Digital Library

Nuestra Señora de las Maravillas (1656)

Filipe Castro


Country: Bahamas

Place: Little Bahama Bank

Coordinates (approximate): Lat. ; Long.

Type: Merchant Shipñ

Identified: No

Dated: 1656


Lost in 1656 on its return trip from the New World, this ship was possibly found by treasure hunter Robert Marx in shallow water, on the Little Bahama Bank.

The treasure hunting team allegedly guarding the “Spanish treasure” recovered from the shipwreck.

The ship was salvaged by a treasure hunting company named Marex, allegedly after problems with the Bahamian government lead to the interdiction of Robert Marx’s work.

Although a picture of its alleged keel has been published (Marx 1982, 237) it seems that its cargo has never been found. Treasure hunters treat underwater archaeological sites in the same way Daesh terrorists have treated the cultural heritage under the Caliphate power from 2013 to 2019.  Secrecy is therefore critical for their operations and it is normal that nothing remains from treasure hunting ventures, except a few brochures, occasionally an auction catalogue, and some half baked popular articles.

Actress Cybill Shepherd on the television show Jay Leno, in 1982, promoting the treasure hunting venture by wearing a cross found on the shipwreck.

Stories of the treasure have circulated widely in the popular media, as it often happens, but because they are fabricated with fund raising intent, these stories can never be taken at face value.

Most treasure hunting ventures never turn a profit and treasure hunters always need investors with fresh money to pay their salaries and their bills. The videos published on Youtube show a rather cheap operation with very low technology. The treasure hunters basically used a “mailbox,” an extremely destructive tool consisting on mounting a deflector of the current produced by the boat’s propellers and savage the sea floor, hoping that the precious metals, heavier, will be exposed. It is difficult to say what was found.

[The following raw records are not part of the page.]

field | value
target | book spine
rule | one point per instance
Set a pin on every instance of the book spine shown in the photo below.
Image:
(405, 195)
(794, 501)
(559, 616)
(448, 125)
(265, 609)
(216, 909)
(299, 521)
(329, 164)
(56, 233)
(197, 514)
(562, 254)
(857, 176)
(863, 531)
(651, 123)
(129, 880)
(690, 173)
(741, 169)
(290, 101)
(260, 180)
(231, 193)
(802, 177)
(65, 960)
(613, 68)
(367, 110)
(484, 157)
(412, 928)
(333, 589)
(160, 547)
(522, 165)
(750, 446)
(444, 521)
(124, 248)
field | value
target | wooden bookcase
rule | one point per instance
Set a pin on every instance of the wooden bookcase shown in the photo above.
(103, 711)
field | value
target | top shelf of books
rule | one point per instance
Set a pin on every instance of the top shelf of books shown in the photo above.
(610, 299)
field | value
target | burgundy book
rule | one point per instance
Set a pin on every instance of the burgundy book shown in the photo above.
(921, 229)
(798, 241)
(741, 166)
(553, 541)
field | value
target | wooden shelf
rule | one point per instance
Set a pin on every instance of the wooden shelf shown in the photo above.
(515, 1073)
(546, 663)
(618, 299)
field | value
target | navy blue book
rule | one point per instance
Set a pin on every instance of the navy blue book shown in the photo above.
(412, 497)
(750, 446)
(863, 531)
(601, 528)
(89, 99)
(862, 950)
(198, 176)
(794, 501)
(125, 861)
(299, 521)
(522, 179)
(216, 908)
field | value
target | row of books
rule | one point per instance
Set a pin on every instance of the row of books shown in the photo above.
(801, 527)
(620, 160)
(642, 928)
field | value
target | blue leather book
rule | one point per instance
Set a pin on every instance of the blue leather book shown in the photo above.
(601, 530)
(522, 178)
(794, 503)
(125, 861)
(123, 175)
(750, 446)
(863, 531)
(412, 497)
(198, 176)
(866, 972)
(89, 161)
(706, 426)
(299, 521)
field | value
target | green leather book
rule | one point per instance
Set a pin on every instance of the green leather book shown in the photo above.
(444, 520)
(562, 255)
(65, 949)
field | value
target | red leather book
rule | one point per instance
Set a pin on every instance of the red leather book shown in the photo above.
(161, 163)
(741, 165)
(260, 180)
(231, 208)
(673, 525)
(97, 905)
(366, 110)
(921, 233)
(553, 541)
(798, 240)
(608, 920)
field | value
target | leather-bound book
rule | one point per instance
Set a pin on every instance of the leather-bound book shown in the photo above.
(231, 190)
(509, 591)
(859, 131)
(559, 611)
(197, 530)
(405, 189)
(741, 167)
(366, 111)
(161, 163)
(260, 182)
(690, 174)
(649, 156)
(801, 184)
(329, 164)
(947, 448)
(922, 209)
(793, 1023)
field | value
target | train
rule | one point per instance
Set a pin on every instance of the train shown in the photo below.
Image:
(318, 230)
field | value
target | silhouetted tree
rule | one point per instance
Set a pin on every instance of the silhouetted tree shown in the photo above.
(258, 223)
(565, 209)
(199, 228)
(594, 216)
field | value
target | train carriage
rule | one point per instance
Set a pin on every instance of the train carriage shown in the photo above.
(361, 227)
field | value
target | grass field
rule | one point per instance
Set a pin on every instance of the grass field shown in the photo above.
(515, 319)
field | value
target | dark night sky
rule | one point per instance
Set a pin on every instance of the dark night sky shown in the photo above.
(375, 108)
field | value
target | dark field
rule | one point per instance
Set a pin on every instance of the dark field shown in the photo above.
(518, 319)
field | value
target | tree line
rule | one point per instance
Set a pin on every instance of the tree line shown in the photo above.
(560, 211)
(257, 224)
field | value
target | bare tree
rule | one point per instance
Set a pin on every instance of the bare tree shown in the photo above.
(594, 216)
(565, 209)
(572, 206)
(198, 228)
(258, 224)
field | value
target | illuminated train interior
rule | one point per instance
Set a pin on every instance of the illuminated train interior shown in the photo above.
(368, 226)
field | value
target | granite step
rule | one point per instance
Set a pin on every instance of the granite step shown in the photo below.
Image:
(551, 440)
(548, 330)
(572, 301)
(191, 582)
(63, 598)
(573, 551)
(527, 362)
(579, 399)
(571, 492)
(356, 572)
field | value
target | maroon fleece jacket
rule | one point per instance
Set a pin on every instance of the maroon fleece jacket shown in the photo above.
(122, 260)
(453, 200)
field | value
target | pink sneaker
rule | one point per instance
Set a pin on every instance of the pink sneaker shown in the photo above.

Mailbox in the process of destroying the archaeological site.

Treasure hunters often buy artifacts to improve their “treasure,” and inflate the prices as they give them to their investors as pay for the money invested.

It is not clear how much of this site was destroyed, nor what happened to the iron artifacts raised, which normally last only a few months if they are not properly conserved by professionals.

Nuestra Señora de las Maravillas is just one of an unknown number of shipwrecks destroyed forever by treasure hunters in periphery economies, with the support of corrupt or incompetent government officials. In the 21st century the treasure hunting industry became associated with money laundering, antiques and people trafficking, and terrorism.


Marx, Robert F., 1982. Quest for Treasure. Dallas: Ram Books.